# Chicago restaurants?



## tbott (Jan 29, 2015)

Hey folks, going to post a longer thread in the off-topic room, but I'll shoot out a line here too. I'm moving to Chicago with the lady, will be looking for a line job. I'll be arriving mid-February. Any specific information, like job openings, would be nice, but I'm more curious about your opinions on restaurants in general. So, got any beta on fine-dining establishments in town? Where have you had excellent meals? Anywhere you've worked in the past that you were proud of? I'm a fairly young cook, not trying to be a hotshot, so if you know any chefs that are particularly good teachers, that would be cool too. Any information would be greatly appreciated.

T


----------



## Chuckles (Jan 29, 2015)

Last time I was in Chicago I ate at Balena and thought it was excellent.


----------



## longhorn (Jan 30, 2015)

A lot if the best meals I've had in Chicago were at restaurants that just closed their doors.

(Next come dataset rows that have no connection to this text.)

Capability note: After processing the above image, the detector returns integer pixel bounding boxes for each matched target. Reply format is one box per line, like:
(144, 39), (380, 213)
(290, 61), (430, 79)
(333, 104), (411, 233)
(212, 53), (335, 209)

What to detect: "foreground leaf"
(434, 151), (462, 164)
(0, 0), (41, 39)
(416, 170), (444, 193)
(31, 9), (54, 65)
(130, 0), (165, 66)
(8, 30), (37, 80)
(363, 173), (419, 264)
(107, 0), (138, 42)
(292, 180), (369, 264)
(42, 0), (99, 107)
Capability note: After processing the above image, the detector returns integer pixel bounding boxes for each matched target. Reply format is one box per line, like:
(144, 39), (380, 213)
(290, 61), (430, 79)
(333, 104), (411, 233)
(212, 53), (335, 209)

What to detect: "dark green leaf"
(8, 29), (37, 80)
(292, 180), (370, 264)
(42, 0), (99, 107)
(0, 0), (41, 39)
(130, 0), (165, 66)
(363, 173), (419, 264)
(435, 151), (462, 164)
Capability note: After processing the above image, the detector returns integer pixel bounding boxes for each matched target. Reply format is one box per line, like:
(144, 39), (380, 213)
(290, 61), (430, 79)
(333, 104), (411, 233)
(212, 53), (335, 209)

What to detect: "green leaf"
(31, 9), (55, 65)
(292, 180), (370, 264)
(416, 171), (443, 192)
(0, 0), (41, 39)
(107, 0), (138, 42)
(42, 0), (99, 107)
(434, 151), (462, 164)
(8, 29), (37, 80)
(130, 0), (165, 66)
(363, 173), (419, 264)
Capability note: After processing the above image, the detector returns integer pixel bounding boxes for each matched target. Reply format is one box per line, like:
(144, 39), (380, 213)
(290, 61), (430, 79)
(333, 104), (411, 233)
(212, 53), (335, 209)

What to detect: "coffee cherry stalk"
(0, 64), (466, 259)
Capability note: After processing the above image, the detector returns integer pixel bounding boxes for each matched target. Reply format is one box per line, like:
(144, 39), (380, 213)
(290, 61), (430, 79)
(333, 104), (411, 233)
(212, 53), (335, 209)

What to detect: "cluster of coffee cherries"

L2O and senza were probably the two beat meals of my life.

I've worked in a few kitchens here and I've kept up contacts PM me with more details about what kinda place you'd like to work and I'll reach out and see what I can find.


----------



## strumke (Feb 8, 2015)

Moto was excellent and a very memorable experience, but definitely priced for a special occasion


----------